ラブパッション
『優さんへの想いを断ち切る』という名目で、私は彼に抱いてもらっている。
なのに、こうして温もりに包まれると、目の前にある一時的で限定的な幸せに浸ってしまう。
私の喉がひくっと鳴ったのを拾ったのか、


「……夏帆?」


探るように呼びかけられ、何度も首を横に振って応える。


「……なんでもないの」


喉に引っかかって掠れる声でそれだけ返し、さらに腕に力を込めた。
胸の中で膨らみ続ける想いを、見透かされてはいけない。
なのに求めてしまうのは、もうほとんど本能だ。
後にも先にも進めず、雁字搦めになりそうで、私は優さんの耳元で苦しい吐息を漏らした。


「優さん……」


掠れた声で呼びながら、彼の頭を掻き抱き、ねだるように唇を寄せる。
優さんは、一瞬ピクッと身体を震わせた。


「君……俺のこと、嫌いになってくれる気、ある?」


そう言って、わずかの間逡巡していたけれど、甘いキスで応えてくれる。
身体の芯がゾクッと震える、ねっとりと官能的なキスを交わすうちに、私は恍惚としてしまう。

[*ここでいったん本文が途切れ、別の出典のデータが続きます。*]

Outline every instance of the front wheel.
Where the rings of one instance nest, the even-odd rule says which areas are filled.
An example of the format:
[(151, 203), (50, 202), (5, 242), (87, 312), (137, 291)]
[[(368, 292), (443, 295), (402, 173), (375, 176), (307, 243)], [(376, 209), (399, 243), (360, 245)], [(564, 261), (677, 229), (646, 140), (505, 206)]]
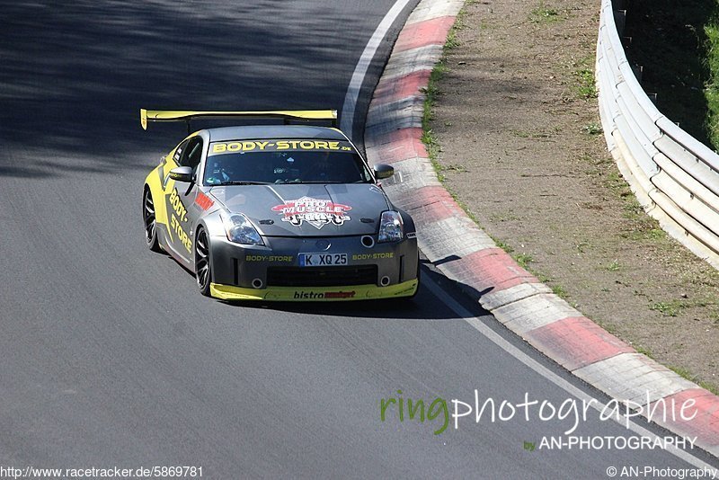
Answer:
[(204, 228), (198, 228), (195, 244), (195, 277), (200, 293), (209, 297), (209, 284), (212, 279), (212, 264), (209, 261), (209, 240)]
[(145, 242), (153, 252), (162, 252), (157, 240), (157, 221), (155, 217), (155, 202), (149, 188), (145, 189), (142, 198), (142, 219), (145, 221)]

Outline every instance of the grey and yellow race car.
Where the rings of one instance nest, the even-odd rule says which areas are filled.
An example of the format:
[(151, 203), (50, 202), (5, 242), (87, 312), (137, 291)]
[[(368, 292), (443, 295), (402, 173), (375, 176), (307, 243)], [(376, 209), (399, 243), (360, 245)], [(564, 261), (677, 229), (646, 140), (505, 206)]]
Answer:
[(335, 111), (140, 111), (144, 129), (234, 118), (282, 124), (201, 129), (164, 156), (143, 191), (151, 250), (226, 300), (414, 296), (414, 223), (378, 183), (394, 169), (370, 168), (342, 131), (322, 126), (334, 125)]

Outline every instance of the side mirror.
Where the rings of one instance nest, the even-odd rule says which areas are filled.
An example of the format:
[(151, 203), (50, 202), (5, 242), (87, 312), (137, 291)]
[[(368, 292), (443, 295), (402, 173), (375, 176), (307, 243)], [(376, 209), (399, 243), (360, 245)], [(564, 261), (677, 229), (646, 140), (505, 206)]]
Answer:
[(395, 167), (385, 164), (377, 164), (374, 166), (375, 170), (375, 176), (377, 180), (383, 178), (389, 178), (395, 174)]
[(170, 170), (170, 178), (175, 182), (192, 182), (192, 168), (189, 166), (178, 166)]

優さんは、私の頬を撫でながら、舌を絡めるキスを続ける。
その左手には、結婚指輪がはめられたまま。
彼に抱かれて見る夢も込み上げる幸せも、全部まやかしでしかないことを、その冷たい銀色の光に思い知らされる。


彼が私に嫌われようとしてなすどの行為よりも、それが一番残酷だ。